Below, we will use the same genotype matrix as for PCA, and compute Manhattan distances between all pairs of data points, which is the sum of absolute values of pairwise genotype differences.
In [4]:
gen <- t(matrix(c(1, 0, 2, 0, 2, 0, 2, 1, 1, 1, 0, 1, 0, 2, 1, 2, 1, 1, 1, 1, 1,
0, 1, 0, 2, 0, 1, 1, 0, 2, 1, 2, 0, 1, 0), 5, by = TRUE))

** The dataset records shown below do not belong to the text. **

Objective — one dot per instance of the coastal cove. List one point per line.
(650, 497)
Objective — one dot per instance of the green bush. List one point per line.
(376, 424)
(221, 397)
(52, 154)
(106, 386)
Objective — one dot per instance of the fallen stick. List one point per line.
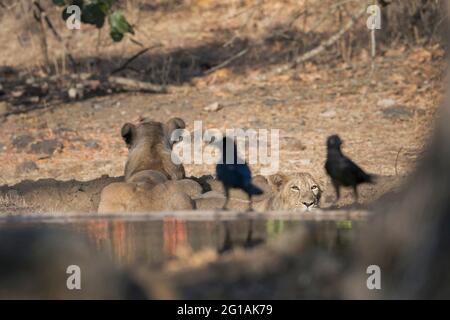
(228, 61)
(325, 44)
(126, 63)
(136, 85)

colnames(gen) <- paste0("Ind", 1:5)
rownames(gen) <- paste0("SNP", 1:7)
print(gen) Ind1 Ind2 Ind3 Ind4 Ind5
SNP1 1 1 1 0 0
SNP2 0 1 2 1 2
SNP3 2 1 1 0 1
SNP4 0 0 1 2 2
SNP5 2 1 1 0 0
SNP6 0 0 1 1 1
SNP7 2 2 1 1 0In [5]:
my_dist <- dist(t(gen), method = "manhattan", upper = TRUE, diag = TRUE)
my_dist Ind1 Ind2 Ind3 Ind4 Ind5
Ind1 0 3 7 10 11
Ind2 3 0 4 7 8
Ind3 7 4 0 5 4
Ind4 10 7 5 0 3
Ind5 11 8 4 3 0Here, we can see that the Manhattan distance between for example individuals one and two is equal to 3 because there are three genotype differences at SNP2, SNP3 and SNP5. Now, we will use the cmdscale function in R that performs the classic / metric MDS. Under the hood this function does an eigen value decomposition of the matrix of pairwise Manhattan distances.
In [6]:
my_mds <- cmdscale(my_dist)
my_mds| Ind1 | -6.114866 | 0.2977272 |
| Ind2 | -3.077094 | 0.2402932 |
| Ind3 | 0.621230 | -1.7944048 |
| Ind4 | 3.723118 | 2.1483083 |
| Ind5 | 4.847612 | -0.8919238 |
Please take a look at the first latent variable in my_mds. Interestengly, if you look at the absolute value of the difference between e.g. individuals 1 and 2, it will be close to 3, between individuals 1 and 3 will be nearly 7 etc. This corresponds to the values in the pairwise Manhattan distances in the my_dist matrix above. Therefore, as it was emphasized previously, the point of MDS is to preserve pairwise distances while doing dimension reduction. Finally, let us visualize the 5 individuals in the MDS space and compare it with PCA.
In [7]:
plot(my_mds, xlab = "MDS1", ylab = "MDS2", pch = 16, cex = 5, col = 6:2)
points(my_mds, pch = as.character(5:1))
Overall, this picture looks quite similar to the PCA plot above. This is not suprising since both PCA and MDS are based on very similar principles, and typically agree with each other for real-world datasets.